With the rapid growth of techniques including computer science, electronic communication and multimedia technique, people can obtain information ans share them with other users on the Internet coviniently. The explosive growth of information on the Internet, brings abundant information resources for people. Image and video make up most of the internet traffic, thus the organizing and management of the large amount of multimedia data is one of the key problems that have draw lots of attention from both industry and academia. Geo-tagging, which aims to add geographical identification metadata to the multimedia data, can help users find a wide variety of location specific information. It is also benificial to the storage and visualization of these data. However, it becomes increasingly challenging to manage such an overwhelming amount of multimedia data. Not only the approximate position, but also other geographical information, including camera position, camera viewing orientation, the scene location and more specific geometric structure information, is needed for further application such as virtual navigation. In this paper, we propose a novel content-based localization approach which aligns the2D image to3D scene models to calculate the geographic information.

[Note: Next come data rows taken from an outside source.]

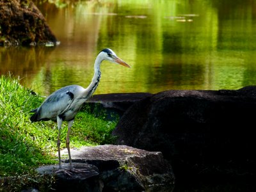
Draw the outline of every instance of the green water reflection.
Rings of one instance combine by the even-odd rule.
[[[105,47],[132,68],[105,61],[95,93],[256,84],[255,1],[36,3],[60,45],[0,47],[0,72],[24,77],[44,94],[72,84],[86,87]]]

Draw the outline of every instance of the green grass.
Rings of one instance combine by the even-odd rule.
[[[0,178],[32,173],[40,165],[57,163],[56,124],[29,120],[29,111],[44,99],[31,94],[19,79],[0,77]],[[111,143],[115,138],[111,132],[116,122],[106,120],[104,114],[96,116],[79,112],[72,127],[70,147]],[[65,122],[62,126],[61,148],[65,147],[67,125]]]

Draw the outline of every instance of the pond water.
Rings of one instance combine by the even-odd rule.
[[[256,84],[255,1],[58,2],[36,4],[60,45],[0,47],[1,74],[45,95],[87,87],[109,47],[132,68],[104,61],[96,94]]]

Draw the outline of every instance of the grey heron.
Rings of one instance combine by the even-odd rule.
[[[69,164],[72,167],[69,147],[70,129],[73,125],[75,116],[81,108],[83,104],[92,95],[99,85],[100,79],[100,66],[103,60],[131,67],[119,58],[111,49],[104,49],[99,53],[95,59],[94,75],[91,83],[86,88],[76,84],[63,87],[51,93],[38,108],[30,111],[34,113],[30,117],[31,122],[49,120],[57,121],[58,129],[57,146],[60,168],[61,168],[60,135],[62,122],[63,121],[68,122],[66,147],[68,154]]]

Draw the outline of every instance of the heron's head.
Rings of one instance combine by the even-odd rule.
[[[111,62],[120,64],[124,67],[131,67],[127,63],[119,58],[116,54],[110,49],[104,49],[99,54],[102,58],[102,60],[108,60]]]

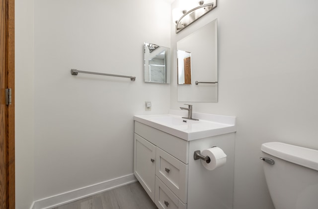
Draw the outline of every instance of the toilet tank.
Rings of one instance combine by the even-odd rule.
[[[276,209],[318,209],[318,151],[280,142],[263,144],[266,183]]]

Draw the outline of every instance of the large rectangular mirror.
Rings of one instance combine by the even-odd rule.
[[[177,42],[178,101],[218,102],[218,21]]]
[[[149,43],[144,45],[145,82],[169,83],[169,48]]]

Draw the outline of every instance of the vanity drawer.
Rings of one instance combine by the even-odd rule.
[[[136,121],[135,132],[184,163],[189,163],[188,142]]]
[[[186,209],[184,204],[164,184],[156,177],[155,203],[159,209]]]
[[[156,175],[179,199],[186,203],[188,165],[158,147],[156,148]]]

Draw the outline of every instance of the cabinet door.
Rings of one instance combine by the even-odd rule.
[[[134,174],[155,202],[156,146],[135,134]]]

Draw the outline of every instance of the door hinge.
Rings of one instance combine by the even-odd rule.
[[[11,95],[12,90],[5,89],[5,104],[10,105],[12,103]]]

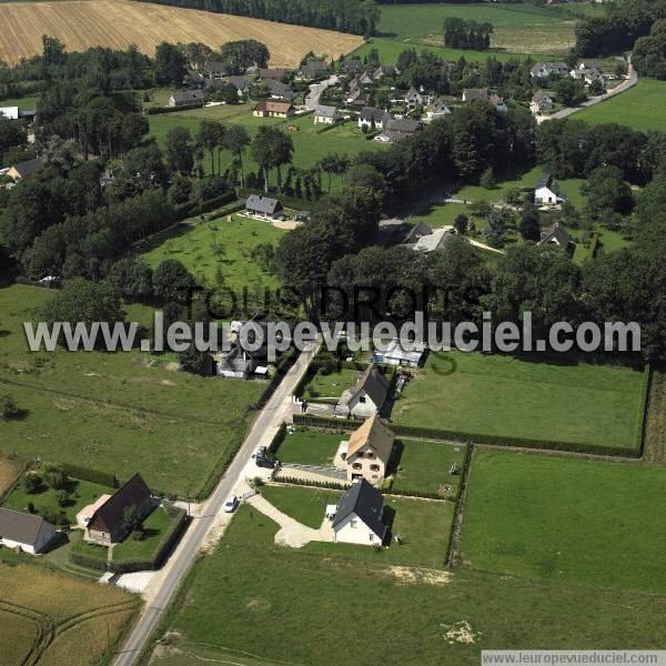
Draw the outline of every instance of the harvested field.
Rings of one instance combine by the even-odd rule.
[[[337,58],[363,43],[359,36],[332,30],[123,0],[0,4],[0,59],[10,64],[41,52],[42,34],[57,37],[69,51],[137,44],[149,56],[161,41],[219,49],[228,41],[256,39],[269,47],[271,64],[285,67],[297,65],[310,50]]]

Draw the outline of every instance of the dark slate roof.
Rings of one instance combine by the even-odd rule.
[[[44,161],[41,158],[34,158],[34,160],[19,162],[13,168],[19,172],[21,178],[28,178],[41,171],[44,168]]]
[[[333,527],[337,527],[351,514],[356,514],[379,537],[384,541],[386,525],[382,523],[384,497],[373,488],[365,478],[352,484],[352,487],[340,498],[337,511],[333,519]]]
[[[259,194],[250,194],[245,202],[245,209],[249,211],[258,211],[260,213],[266,213],[272,215],[275,211],[282,209],[282,205],[276,199],[270,199],[269,196],[260,196]]]
[[[367,370],[359,377],[356,385],[352,389],[352,395],[364,391],[370,400],[381,407],[389,394],[389,380],[381,373],[375,365],[369,365]]]
[[[0,537],[33,545],[46,521],[41,516],[0,507]]]
[[[150,488],[145,485],[141,474],[123,483],[102,506],[100,506],[88,523],[89,529],[98,532],[117,532],[122,526],[122,514],[132,504],[143,506],[150,501]]]

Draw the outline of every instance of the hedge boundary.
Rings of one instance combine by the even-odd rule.
[[[355,430],[361,421],[347,418],[332,418],[325,416],[312,416],[310,414],[294,414],[294,423],[310,425],[312,427]],[[557,440],[532,440],[528,437],[505,437],[502,435],[484,435],[478,433],[463,433],[453,430],[412,427],[390,423],[389,426],[395,435],[405,437],[425,437],[432,440],[452,440],[465,444],[490,444],[492,446],[517,446],[523,448],[538,448],[546,451],[565,451],[571,453],[587,453],[592,455],[609,455],[619,457],[640,457],[642,447],[636,450],[628,446],[603,446],[596,444],[584,444],[582,442],[559,442]]]

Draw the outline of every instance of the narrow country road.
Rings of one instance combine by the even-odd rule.
[[[164,608],[200,552],[215,516],[223,511],[223,504],[236,483],[242,481],[243,470],[252,454],[260,444],[268,445],[270,443],[270,437],[268,442],[265,441],[266,435],[272,436],[274,428],[280,425],[283,418],[284,405],[293,394],[301,376],[307,370],[315,350],[316,344],[313,344],[311,349],[301,353],[294,365],[283,377],[275,393],[256,416],[241,450],[205,502],[201,517],[193,519],[170,562],[165,565],[169,567],[168,572],[160,581],[159,588],[151,594],[151,602],[141,613],[132,633],[114,660],[115,666],[130,666],[141,654]]]
[[[614,98],[617,94],[626,92],[629,88],[633,88],[638,82],[638,74],[636,73],[636,70],[634,69],[634,65],[632,64],[630,60],[627,74],[627,79],[625,79],[619,85],[616,85],[613,90],[609,90],[605,94],[599,94],[598,97],[592,98],[586,102],[583,102],[579,107],[569,107],[567,109],[563,109],[562,111],[557,111],[552,115],[537,115],[536,122],[541,124],[546,120],[566,118],[567,115],[572,115],[572,113],[576,113],[577,111],[587,109],[587,107],[594,107],[599,102],[605,102],[606,100],[609,100],[610,98]]]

     In this paper we focus on technique about content-based image geo-tagging, including the estimation of comprehensive geographic parameters, the optimization of localization results and the applications in image inpainting with internet photos. The contribution of this thesis can be summarized as follows.
     Firstly, we propose a novel visual-based localization method that estimates the comprehensive geographic parameters of the given image.3D scene models are obtained by reconstruction from image clusters. For a given query image, similar images are retrived and then used to vote for related3D scene model. Finally the2D image is aligned to the3D scene model for localization. The estimated geographical parameters include the camera location, viewing direction and scene location. This comprehensive information can be used for mobile applications such as virtual navigation to help user get a better understanding of his surrounding.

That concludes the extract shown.